Look good. Feel good. Play good. It’s an adage that has Montgomery County high schools dipping into their athletic budgets so their football players can shine under the Friday night lights.
County schools averaged about $8,725 in football equipment expenditures last year, according to Dr. William “Duke” Beattie, the school system’s director of systemwide athletics. Football uniforms, renewed at most county teams on three- to four-year cycles, can account for a significant portion of that.
At Kensington’s Albert Einstein High School, the school paid $6,000 for 100 new home and road uniforms, said first-year coach Neal Owens.
“To me it represents a lot. A new look, a new attitude, hopefully a turnaround season,” said senior Damien Monroe, who wore used uniforms the past three seasons. “We kind of like the brand-new type of look and it definitely makes you feel better.”

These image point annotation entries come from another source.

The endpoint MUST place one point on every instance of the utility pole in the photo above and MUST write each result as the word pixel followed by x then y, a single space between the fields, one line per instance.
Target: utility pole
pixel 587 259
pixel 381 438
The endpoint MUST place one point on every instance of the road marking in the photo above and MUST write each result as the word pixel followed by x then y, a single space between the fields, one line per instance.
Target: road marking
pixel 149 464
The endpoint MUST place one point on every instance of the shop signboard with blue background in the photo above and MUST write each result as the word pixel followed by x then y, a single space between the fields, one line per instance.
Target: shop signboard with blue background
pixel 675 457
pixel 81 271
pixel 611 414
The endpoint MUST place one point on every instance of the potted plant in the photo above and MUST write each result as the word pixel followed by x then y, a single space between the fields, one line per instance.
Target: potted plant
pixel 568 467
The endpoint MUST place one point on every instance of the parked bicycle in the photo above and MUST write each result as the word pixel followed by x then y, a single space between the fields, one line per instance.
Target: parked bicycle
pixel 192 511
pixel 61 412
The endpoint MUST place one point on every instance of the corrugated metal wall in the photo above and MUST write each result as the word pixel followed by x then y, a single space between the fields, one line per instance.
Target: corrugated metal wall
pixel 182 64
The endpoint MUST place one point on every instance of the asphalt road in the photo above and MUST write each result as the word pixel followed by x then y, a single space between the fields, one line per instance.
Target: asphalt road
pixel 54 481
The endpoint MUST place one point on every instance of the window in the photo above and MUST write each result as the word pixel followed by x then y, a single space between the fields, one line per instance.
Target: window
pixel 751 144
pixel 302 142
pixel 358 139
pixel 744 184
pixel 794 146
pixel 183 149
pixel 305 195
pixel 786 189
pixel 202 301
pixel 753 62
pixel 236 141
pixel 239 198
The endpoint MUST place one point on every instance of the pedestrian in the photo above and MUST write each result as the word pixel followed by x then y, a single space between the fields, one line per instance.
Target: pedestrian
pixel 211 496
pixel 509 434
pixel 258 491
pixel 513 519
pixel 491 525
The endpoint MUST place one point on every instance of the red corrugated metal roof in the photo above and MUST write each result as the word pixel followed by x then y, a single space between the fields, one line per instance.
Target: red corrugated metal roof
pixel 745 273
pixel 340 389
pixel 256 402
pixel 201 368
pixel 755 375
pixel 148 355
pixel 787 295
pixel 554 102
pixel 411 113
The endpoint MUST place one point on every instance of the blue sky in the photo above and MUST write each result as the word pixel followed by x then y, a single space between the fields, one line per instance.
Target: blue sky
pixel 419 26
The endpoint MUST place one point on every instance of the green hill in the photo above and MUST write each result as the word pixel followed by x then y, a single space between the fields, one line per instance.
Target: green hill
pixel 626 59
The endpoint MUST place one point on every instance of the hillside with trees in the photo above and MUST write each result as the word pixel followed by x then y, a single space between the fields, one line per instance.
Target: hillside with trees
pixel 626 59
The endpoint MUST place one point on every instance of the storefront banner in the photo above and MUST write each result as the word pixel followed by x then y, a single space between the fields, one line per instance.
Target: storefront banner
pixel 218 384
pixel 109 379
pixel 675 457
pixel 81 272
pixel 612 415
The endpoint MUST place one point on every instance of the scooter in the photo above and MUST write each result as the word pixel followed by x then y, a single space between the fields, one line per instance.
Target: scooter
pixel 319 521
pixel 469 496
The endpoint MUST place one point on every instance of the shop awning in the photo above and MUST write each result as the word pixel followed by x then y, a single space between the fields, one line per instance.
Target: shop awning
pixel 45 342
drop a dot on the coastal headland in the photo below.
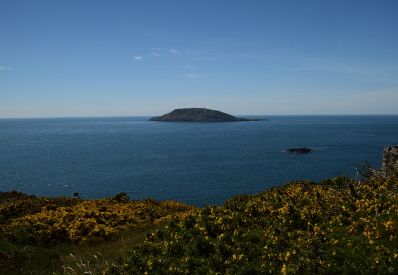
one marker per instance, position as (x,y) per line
(199,115)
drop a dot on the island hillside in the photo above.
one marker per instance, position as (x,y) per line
(198,115)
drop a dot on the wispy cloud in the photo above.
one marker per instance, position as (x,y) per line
(194,75)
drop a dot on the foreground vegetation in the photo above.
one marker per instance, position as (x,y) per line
(62,235)
(336,226)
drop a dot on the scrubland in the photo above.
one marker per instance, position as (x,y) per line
(337,226)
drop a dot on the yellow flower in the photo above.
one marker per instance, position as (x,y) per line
(284,272)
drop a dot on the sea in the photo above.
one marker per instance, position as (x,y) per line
(193,163)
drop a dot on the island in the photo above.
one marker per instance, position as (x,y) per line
(199,115)
(299,150)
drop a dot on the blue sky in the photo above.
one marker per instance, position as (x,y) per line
(131,58)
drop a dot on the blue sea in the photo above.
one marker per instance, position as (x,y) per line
(193,163)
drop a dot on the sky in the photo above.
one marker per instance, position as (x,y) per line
(83,58)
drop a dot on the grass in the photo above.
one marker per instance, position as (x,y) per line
(74,236)
(337,226)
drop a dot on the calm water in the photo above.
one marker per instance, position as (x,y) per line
(193,163)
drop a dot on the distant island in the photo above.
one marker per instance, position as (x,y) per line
(199,115)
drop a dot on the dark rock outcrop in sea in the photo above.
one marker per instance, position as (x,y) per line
(299,150)
(199,115)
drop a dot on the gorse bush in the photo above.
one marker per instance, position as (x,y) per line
(337,226)
(47,221)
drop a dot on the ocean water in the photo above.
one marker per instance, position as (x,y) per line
(192,163)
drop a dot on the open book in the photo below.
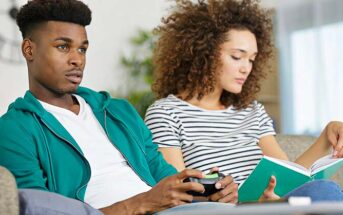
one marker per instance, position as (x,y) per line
(288,175)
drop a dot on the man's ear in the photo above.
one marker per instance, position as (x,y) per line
(27,48)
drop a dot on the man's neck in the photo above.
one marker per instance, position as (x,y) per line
(67,101)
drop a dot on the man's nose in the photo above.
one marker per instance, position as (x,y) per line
(76,59)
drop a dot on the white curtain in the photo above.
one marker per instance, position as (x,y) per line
(310,44)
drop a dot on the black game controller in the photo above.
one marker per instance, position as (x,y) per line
(208,182)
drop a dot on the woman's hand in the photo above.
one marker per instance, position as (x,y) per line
(269,193)
(334,134)
(228,192)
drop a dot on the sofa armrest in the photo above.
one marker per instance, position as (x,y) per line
(9,203)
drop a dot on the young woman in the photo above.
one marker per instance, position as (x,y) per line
(209,60)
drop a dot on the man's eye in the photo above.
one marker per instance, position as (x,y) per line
(62,47)
(83,50)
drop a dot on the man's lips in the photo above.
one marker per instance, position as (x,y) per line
(74,76)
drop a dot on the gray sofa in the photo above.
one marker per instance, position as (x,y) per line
(9,204)
(293,145)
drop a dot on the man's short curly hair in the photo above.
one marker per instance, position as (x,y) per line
(187,52)
(36,12)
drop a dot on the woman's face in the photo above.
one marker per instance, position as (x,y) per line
(237,56)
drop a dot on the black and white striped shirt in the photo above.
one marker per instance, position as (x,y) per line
(227,139)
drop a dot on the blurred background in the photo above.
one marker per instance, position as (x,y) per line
(302,93)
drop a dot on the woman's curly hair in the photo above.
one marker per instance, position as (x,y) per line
(187,52)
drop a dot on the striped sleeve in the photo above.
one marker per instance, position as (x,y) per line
(265,122)
(164,126)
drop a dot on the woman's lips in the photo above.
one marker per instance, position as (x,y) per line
(240,80)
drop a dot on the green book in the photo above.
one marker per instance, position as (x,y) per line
(288,176)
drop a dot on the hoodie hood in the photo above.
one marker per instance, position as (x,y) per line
(98,101)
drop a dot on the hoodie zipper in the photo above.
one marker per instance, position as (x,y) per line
(88,165)
(121,152)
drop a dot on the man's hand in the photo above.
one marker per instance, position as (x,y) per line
(269,193)
(334,134)
(171,191)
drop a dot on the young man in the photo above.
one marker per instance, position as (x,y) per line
(82,144)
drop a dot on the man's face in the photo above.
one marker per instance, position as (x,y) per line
(58,58)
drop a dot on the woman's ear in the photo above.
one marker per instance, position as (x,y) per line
(27,48)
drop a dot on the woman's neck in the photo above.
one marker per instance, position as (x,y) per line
(208,102)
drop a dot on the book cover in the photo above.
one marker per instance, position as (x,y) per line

Einstein’s sizable purchase isn’t just the cost of looking good. It’s the cost of playing well, too. According to Stephany Coakley, director at Maximum Mental Training Associates, a Washington, D.C.-based psychology consulting firm, there is research suggesting that new attire can have a positive impact on performance.
“In order to perform at a high level, you have to be confident and have self-esteem. And the way you look will facilitate or debilitate your level of confidence,” Coakley said.
Coaches and players echoed Coakley’s sentiments.
“When they feel that they look good and they got the new uniforms and everything’s all bright and shiny, they’re going to come out with a swagger,” said Greg Kellner, coach of Bethesda’s Walter Johnson High School. “… That is something that the kids, they all talk about it.”
County high schools averaged about $155,000 in total athletic expenditures during the 2013-14 academic year and all of them were provided sufficient, certified football safety equipment, according to Beattie. But there were discrepancies between the teams: average football expenditures ranged from $13,000 to $31,000 (average $21,000 for all county high schools), and booster club income ranged from $0 to $61,500 ($22,300 average), he said.
“Some may be at a position where they can update things more frequently than others, but competitive disadvantages? I say absolutely not,” Beattie said.
The Albert Einstein High School Sports Booster Club’s annual expenditures are about $25,000 — most going to uniforms, according to club president Mike Etherton. He said that if a team has a certain need, regardless of the sport, the booster club works with the school to purchase the equipment.
At John F. Kennedy High School in Silver Spring, where the booster club is inactive, football coach Carlos Smith said the team has difficulty meeting some equipment demands.
“We can get A, B, C and D but you might not get E, F,” Smith said.
Springbrook High School faces similar challenges, said football coach Adam Bahr.
The Springbrook Athletic Booster Club, which in past years has paid for new lights and video equipment, has a goal of raising about $10,000 for the upcoming year, said club co-president Rachel Spangenberg.
“Fundraising in our community is extremely difficult, and the budget, to my understanding, doesn’t even come close to covering all the costs to all the teams,” said Bahr, a third-year coach at the Silver Spring school.
Springbrook received 150 new football uniforms after winning a contest run by professional football player Pierre Garçon, but if not for the free uniforms, Bahr said, “We would be in tough shape.”